Até hoje, nunca ouvi um relato de burnout que não envolvesse a sensação de perder-se de si, de não se reconhecer mais. Esse processo não acontece da noite pro dia: muito lentamente, vamos cedendo ao que se espera de nós (ou ao que acreditamos que se espera), até que não nos reconhecemos mais.
No post original, citei Cisne Negro e A Substância como metáforas desse rompimento interno.
Não é horrível de imediato. Às vezes parece bom — bom demais pra ser verdade.
Mas verdade não é.
E se ambos terminam em tragédia, talvez valha lembrar de um final diferente.

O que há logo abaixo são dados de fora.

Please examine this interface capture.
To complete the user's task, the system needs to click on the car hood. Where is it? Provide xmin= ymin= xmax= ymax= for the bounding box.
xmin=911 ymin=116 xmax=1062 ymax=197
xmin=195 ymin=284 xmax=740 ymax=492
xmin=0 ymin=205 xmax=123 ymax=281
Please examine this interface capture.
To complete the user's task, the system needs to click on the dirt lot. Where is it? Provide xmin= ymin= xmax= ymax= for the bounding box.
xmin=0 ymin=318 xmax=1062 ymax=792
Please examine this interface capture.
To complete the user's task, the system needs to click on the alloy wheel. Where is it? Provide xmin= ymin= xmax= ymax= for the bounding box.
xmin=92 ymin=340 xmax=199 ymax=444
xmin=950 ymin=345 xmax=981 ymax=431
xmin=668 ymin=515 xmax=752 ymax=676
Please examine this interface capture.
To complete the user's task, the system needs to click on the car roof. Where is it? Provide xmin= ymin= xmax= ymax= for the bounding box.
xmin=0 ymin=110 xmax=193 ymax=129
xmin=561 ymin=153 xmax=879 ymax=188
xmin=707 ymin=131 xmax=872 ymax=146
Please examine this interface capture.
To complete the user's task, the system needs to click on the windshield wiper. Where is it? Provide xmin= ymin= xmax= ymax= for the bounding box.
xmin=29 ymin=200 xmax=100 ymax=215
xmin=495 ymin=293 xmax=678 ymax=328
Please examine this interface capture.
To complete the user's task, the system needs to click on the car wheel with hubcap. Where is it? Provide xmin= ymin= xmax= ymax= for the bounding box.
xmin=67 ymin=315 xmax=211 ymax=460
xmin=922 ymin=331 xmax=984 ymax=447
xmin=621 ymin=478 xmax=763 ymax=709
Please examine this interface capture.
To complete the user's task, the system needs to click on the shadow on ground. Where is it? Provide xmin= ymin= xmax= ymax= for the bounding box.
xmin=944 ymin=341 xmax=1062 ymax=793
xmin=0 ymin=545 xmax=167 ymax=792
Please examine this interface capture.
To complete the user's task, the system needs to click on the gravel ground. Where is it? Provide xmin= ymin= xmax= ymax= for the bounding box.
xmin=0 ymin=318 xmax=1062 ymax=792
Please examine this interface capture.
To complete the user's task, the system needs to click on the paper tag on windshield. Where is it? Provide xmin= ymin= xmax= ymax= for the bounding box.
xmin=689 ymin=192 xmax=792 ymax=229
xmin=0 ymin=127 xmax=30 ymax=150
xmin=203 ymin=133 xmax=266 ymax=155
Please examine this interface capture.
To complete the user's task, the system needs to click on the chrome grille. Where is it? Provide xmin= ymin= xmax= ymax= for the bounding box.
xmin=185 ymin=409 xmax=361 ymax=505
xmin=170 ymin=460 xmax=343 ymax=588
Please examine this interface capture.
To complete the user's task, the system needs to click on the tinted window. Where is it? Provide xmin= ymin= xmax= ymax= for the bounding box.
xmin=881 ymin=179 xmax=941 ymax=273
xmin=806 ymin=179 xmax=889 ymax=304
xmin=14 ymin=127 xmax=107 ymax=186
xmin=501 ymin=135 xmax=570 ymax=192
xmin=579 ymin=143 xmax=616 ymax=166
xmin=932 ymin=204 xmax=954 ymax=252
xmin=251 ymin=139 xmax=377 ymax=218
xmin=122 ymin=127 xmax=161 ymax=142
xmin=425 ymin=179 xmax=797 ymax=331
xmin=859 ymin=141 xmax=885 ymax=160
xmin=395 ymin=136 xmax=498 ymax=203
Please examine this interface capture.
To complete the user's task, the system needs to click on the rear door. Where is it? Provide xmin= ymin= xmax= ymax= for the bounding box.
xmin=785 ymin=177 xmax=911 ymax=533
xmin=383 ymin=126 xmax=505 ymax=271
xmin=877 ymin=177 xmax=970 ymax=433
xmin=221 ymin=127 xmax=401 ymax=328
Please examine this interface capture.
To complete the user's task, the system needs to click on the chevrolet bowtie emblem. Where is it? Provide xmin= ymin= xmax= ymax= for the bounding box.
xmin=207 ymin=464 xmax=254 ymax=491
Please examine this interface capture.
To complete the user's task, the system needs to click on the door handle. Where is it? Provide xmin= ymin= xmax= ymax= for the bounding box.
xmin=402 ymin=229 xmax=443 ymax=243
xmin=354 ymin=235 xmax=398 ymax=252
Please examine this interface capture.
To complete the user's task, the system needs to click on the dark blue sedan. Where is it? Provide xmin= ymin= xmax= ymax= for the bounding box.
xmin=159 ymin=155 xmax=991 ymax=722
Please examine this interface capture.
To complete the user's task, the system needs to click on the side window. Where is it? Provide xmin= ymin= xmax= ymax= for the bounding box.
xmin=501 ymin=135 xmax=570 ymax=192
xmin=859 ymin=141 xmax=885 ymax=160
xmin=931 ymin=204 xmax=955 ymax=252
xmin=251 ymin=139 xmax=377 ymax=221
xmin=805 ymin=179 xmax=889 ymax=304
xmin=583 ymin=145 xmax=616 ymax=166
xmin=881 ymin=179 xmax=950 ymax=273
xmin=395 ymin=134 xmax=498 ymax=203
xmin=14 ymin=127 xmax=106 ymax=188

Em O Show de Truman, Jim Carrey vive desde que nasceu em um mundo de mentira, e precisa enfrentar seus maiores medos pra ir atrás do que é real.
Tocar o que parecia céu, mas na verdade era cenário, é quase um rito de iniciação.
E ele decide ir embora, mesmo sem garantias, porque todo o conforto que tem naquela bolha é fictício.
É duro encarar certas realizações, como a de que o mundo corporativo é um teatro.
É duro nos vermos adoecidos, colapsados, porque negligenciamos uma sabedoria que sempre esteve em nós e demos voz a demandas de quem sequer se importa tanto assim conosco.
Mas negar o palco não o faz desaparecer — só adia o momento em que corpo e alma cobram o preço.
E aumentam os juros.
Não há como saber o que há do outro lado da porta.
Mas, depois de vê-la, jamais haverá como fingir que ela não existe.